What psychological linguistics can tell us about developing true AGI
I talk to myself a lot. Many people do. I’d say that most people utilize internal speech to work their way through various problems. Language seems to be a crucial component to the problem solving process and how we describe the world to ourselves. How do we comprehend atomic scales and cosmic scales, and the relationship between them? Such things are in many ways incomprehensible. But we do comprehend them, through our language. If language is such an important element to our higher level thought processes, then we must take this idea into consideration when designing artificial intelligence applications that mimic, or are comparable to, human thought processes.
There isn’t a lot of discussion on internal monologue and internal speech, in general. Some argue that pretty much everyone uses it, while others disagree. One possibility is that internal speech is not consciously done in certain individuals. Just like everyone dreams, perhaps everyone engages in internal speech, but it’s on too subconscious of a level to recognize for certain individuals. Some people also speak to themselves out loud. I admittedly do so. Once again, this element of self communication seems to be useful in working through higher level problems. So I think we need to learn more about this phenomenon and how it might relate to AGI.
Language and World View
Some anthropologists even feel that language shapes our very perception of reality. There’s a theory, or hypothesis, known as the Sapir-Whorf hypothesis. This hypothesis contrasts with the idea that humans essentially all think and form language the same way (universal grammar), which is an idea promoted by Noam Chomsky. While this second idea might be nice, politically speaking, as it means that we have a lot more in common, psychologically speaking, there’s reason to believe that it’s incorrect. I’ll touch on that idea more in a moment.
The Sapir-Whorf hypothesis exists in two forms: the weak form and the strong form. In the weak form, the theory suggests that language has an influence on our world view and our thinking process. The strong form states that language determines our thought process. I’m more in the strong Sapir-Whorf camp.
The structure of language does seem to impact the way we think. Keith Chen looked at languages with different structure in describing the course of events. Chen’s research, at the very least, indicates that language structure influences behavior. In his research, he looked at investing habits for speakers of different languages. He found that languages, such as English, which “oblige speakers to grammatically separate the future from the present lead them to invest less in the future.”
Language can also influence whether we place blame on an individual or not. Caitlin M. Fausey and Lera Boroditsky looked into how memory can be influenced by language. English, Spanish, and many other languages utilize agentive language. However, English speakers appear to utilize it more than Spanish language speakers, in cases of accidental situations. A possible explanation as to why is that passive voice is undesirable in English, but Spanish utilizes it frequently (Enforex). But whatever the reason, English language speakers were better able to remember the agents involved in accidents, more easily than Spanish language speakers.
While it’s possible that there is another explanation, the most reasonable explanation seems to be that utilizing passive voice and avoiding the agent involved in the accident reduces the ability to remember who was involved in the incident. However, there could be other possibilities, such as cultural differences in assigning importance of blame.

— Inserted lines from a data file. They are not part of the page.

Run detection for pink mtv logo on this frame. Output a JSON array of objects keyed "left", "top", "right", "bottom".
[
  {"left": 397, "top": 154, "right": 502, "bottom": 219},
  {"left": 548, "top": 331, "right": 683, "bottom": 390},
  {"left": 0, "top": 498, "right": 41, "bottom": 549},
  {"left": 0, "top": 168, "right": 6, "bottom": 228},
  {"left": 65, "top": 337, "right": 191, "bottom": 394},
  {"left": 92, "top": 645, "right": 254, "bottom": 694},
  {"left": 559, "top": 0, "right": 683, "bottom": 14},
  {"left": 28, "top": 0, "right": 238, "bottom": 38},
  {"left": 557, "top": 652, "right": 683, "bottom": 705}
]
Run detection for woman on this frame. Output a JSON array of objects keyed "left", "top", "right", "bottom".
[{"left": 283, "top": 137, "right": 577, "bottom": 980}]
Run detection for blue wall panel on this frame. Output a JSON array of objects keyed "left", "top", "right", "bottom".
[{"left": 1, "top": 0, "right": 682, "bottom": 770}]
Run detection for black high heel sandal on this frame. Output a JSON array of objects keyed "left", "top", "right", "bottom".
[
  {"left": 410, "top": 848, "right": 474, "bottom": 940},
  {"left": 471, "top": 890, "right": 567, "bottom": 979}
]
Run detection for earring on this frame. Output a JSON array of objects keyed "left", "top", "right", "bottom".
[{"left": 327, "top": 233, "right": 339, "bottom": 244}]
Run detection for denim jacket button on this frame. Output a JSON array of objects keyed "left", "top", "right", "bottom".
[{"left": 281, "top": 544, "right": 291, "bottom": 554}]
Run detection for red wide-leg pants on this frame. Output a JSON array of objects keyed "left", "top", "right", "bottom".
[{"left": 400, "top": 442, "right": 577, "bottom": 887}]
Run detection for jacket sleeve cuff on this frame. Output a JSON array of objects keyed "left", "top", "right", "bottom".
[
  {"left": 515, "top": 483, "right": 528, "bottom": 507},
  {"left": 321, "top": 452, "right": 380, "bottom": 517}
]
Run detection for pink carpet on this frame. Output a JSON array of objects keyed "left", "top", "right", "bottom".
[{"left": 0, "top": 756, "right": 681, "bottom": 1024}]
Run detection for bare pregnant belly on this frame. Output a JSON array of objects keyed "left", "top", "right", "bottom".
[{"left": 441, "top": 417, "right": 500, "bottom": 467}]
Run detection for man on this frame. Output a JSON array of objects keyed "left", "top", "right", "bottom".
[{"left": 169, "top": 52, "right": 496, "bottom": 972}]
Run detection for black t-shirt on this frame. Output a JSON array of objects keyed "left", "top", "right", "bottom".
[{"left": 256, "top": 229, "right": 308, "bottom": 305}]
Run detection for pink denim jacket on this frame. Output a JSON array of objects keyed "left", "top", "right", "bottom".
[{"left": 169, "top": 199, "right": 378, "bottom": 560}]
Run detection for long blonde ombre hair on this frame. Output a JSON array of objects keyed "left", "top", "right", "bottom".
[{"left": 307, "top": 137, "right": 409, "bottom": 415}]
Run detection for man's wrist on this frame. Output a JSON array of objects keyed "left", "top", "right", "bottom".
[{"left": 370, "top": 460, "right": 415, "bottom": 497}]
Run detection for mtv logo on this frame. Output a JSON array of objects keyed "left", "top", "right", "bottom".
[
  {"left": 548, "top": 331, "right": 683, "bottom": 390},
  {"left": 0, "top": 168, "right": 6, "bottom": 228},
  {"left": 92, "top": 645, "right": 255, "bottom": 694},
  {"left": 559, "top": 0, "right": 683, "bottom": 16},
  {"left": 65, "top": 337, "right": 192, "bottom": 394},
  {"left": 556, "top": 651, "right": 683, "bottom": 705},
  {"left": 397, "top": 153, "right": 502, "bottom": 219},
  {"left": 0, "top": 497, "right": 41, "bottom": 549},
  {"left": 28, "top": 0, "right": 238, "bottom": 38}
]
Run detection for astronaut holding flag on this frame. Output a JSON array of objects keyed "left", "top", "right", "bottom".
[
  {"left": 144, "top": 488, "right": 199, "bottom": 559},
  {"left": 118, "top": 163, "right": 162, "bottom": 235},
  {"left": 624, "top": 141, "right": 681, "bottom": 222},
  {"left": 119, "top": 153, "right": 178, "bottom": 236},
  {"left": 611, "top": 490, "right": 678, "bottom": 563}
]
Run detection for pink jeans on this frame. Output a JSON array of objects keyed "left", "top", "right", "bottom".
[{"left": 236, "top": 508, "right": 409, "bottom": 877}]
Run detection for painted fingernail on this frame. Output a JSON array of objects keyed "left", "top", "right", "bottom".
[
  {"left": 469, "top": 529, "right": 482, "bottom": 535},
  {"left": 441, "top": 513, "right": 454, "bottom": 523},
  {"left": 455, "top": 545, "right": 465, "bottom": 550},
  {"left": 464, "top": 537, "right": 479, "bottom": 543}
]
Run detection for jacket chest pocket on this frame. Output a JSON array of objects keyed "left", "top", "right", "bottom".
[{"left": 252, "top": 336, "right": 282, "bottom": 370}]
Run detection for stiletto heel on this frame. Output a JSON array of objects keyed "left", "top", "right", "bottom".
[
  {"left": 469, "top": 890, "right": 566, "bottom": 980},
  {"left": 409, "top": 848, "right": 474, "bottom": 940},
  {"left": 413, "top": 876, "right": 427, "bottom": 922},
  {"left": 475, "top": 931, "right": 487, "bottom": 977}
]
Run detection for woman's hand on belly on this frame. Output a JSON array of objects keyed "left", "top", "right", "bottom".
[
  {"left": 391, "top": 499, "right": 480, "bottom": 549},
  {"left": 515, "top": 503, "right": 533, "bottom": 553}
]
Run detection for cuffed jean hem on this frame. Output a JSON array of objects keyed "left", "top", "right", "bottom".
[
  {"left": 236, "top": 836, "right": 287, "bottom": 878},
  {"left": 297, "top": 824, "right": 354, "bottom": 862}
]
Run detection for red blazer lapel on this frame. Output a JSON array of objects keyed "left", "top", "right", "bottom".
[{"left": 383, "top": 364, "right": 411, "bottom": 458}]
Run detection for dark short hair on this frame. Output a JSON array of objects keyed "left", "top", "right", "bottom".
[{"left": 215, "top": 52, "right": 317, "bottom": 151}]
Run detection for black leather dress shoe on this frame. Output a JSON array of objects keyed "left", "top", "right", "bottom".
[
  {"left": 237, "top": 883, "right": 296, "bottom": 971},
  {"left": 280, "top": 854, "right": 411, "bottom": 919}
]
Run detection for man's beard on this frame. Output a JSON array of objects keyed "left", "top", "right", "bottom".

The Kuuk Thaayorre language is another interesting example of how language shapes our cognition. In the language, there are no words for left or right. Every direction is given based off of cardinal directions. It’s therefore very important to always know where the cardinal directions are. The people who speak this language also happen to be amazing to keep track of where they are.
While there is still much that we can learn, these three different studies on language and cognition make the theory that language has a significant influence on memory, behavior, and general thought processes, fairly robust.
Application to Artificial Intelligence
What does all of this theory about language have to do with artificial intelligence? If we want machines that think like humans, we need to understand how humans think. And if language is indeed so fundamental to human-like thinking, then we need to really ensure that a powerful linguistic framework is built into any AGI application. It seems reasonable that the following key elements will be needed for a true AGI to function adequately.
- Any sufficiently advanced AGI needs to be able to learn new language dynamically. Being pre-programmed with basic language processing isn’t going to cut it.
- An AGI needs to be able to identify multiple contexts and engage in separate conversations with multiple other people.
- An AGI needs to be able to “talk to itself.”
Taking these points into consideration, I do have a proposal to test these ideas out. We can try to create an artificial intelligence application with a basic ability to learn language. It would also need to be able to differentiate between different speakers. Especially if we have the modified Turing Test that I mentioned in my previous AGI article, we can then compare this version to another version, which includes more robust language processing.
To do so, we could take the exact same program, but add in the additional element of an internal voice and ability to observe its own speech. It’s for this reason especially that the AGI needs to be able to understand multiple contexts and speakers.
For the first part of that task, a second instance of the same application could simply be run, where the only stream of communication is between both instances. If internal dialog is an important feature in human-style cognition, we should expect to see a more human-like discussion.